A Control Yuan investigation into the election of former National Development Council minister Kuan Chung-ming (管中閔) as National Taiwan University (NTU) president in January has found both the university’s election process and the Ministry of Education’s regulations on university presidents to be flawed, a source said on Sunday.
The Control Yuan will soon complete a report on the case and send it to the legislature’s Education and Culture Committee for discussion on Aug. 16, the source said, adding that the committee would determine whether corrective measures should be carried out.
According to the draft report, the current university president system has inherent flaws and the procedures in which the NTU approved Kuan’s application to serve as an independent director at Taiwan Mobile Co while working as a professor of finance was also flawed, the source said.
According to Article 13 of the Public Functionary Service Act (公務員服務法), public-sector employees are banned from taking part-time positions.
The Control Yuan has impeached 42 civil servants for contravening the article, including former minister of education Wu Maw-kuen (吳茂昆), but so far no one has been impeached for serving concurrently as an independent director at a private company, the source said.
NTU has said that, in practice, about 90 percent of its professors apply for approval after they have already begun their part-time posts. However, the university has banned applying for retroactive approvals since 2016.
A key issue the probe aims to clarify is whether NTU has violated its own regulations by approving Kuan’s part-time director position retroactively, the source said.
Asked if there is double standard in the way the ministry handled Kuan’s case, the source compared Kuan’s case with that of NTU College of Electrical Engineering and Computer Science professor Chung Char-dir (鍾嘉德).
Like Kuan, Chung was also hired by Taiwan Mobile to serve as an independent director and member of the auditing and remuneration committees, but Chung applied to NTU according to regulations and the university approved it on June 9 last year, before Taiwan Mobile formally announced both their appointments on June 14, the source said.

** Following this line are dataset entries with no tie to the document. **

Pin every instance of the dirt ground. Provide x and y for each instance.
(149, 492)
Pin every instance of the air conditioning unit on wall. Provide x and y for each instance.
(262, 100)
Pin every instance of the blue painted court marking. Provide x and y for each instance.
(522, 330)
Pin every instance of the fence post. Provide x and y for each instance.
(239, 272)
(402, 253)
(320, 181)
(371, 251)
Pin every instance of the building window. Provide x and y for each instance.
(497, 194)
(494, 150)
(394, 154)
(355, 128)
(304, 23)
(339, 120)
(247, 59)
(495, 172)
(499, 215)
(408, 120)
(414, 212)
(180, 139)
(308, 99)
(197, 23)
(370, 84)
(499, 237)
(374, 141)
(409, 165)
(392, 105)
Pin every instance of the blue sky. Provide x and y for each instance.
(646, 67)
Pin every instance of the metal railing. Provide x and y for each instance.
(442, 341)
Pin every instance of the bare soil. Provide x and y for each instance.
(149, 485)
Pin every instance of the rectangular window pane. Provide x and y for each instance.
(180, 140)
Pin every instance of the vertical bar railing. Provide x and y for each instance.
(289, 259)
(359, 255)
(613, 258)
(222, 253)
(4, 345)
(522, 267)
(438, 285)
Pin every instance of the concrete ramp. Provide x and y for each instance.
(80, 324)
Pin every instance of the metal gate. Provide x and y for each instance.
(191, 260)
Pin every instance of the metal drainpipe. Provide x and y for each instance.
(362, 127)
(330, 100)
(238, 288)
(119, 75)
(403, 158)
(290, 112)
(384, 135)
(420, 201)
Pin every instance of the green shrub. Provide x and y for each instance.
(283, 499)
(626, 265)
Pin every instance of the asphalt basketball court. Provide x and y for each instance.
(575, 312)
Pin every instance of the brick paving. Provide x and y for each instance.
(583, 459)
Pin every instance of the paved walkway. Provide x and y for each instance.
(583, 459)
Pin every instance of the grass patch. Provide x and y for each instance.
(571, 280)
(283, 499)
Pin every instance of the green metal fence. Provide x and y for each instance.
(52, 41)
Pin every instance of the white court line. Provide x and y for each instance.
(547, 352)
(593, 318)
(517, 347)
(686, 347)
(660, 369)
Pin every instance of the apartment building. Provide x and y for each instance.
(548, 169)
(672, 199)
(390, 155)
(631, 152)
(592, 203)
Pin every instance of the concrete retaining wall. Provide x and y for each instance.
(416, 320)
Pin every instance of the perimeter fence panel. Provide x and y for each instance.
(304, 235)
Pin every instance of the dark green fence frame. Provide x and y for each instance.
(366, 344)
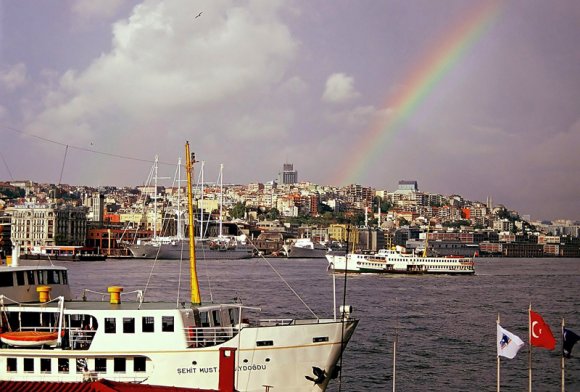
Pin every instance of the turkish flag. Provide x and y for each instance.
(540, 333)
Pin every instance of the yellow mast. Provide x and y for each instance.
(195, 294)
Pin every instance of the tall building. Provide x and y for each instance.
(48, 225)
(289, 175)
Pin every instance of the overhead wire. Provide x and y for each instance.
(85, 149)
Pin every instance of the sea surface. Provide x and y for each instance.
(445, 326)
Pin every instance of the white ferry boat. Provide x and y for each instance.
(394, 261)
(174, 344)
(23, 282)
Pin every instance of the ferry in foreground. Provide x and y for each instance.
(172, 344)
(394, 261)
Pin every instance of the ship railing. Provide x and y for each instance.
(209, 336)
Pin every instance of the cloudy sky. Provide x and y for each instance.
(477, 98)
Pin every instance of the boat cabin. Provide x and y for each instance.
(22, 283)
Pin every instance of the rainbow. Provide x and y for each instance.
(417, 87)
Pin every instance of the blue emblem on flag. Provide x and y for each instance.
(505, 340)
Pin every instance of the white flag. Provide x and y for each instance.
(508, 344)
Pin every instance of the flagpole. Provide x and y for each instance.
(395, 346)
(530, 350)
(498, 374)
(562, 360)
(395, 360)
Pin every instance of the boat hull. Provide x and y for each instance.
(29, 338)
(286, 364)
(400, 264)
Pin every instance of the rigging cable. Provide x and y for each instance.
(6, 165)
(284, 280)
(80, 148)
(342, 344)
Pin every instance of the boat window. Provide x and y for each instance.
(29, 364)
(167, 324)
(120, 365)
(139, 364)
(82, 365)
(20, 278)
(148, 324)
(11, 365)
(45, 365)
(101, 365)
(30, 275)
(6, 279)
(63, 365)
(234, 315)
(215, 316)
(110, 325)
(128, 325)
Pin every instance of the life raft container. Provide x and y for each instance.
(29, 338)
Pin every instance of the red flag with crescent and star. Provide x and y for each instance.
(540, 333)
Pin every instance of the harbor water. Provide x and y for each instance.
(445, 326)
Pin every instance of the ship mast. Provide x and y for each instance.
(195, 293)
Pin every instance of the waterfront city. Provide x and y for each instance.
(104, 220)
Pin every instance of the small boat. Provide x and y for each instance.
(395, 261)
(29, 338)
(305, 248)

However, Kuan did not apply for approval with NTU until August last year and because the university was waiting for him to do so, it did not give a formal reply to Taiwan Mobile about both their applications until October, the source said.
Kuan was elected NTU president on Jan. 5 and was scheduled to take office on Feb. 1, but the ministry in April did not approve the appointment, saying the election process was flawed.
According to the ministry, Kuan had illegally worked at Taiwan Mobile and had failed to disclose those positions before the election to avoid a conflict of interest, as Taiwan Mobile vice chairman Richard Tsai (蔡明興) was a member of NTU’s presidential election committee.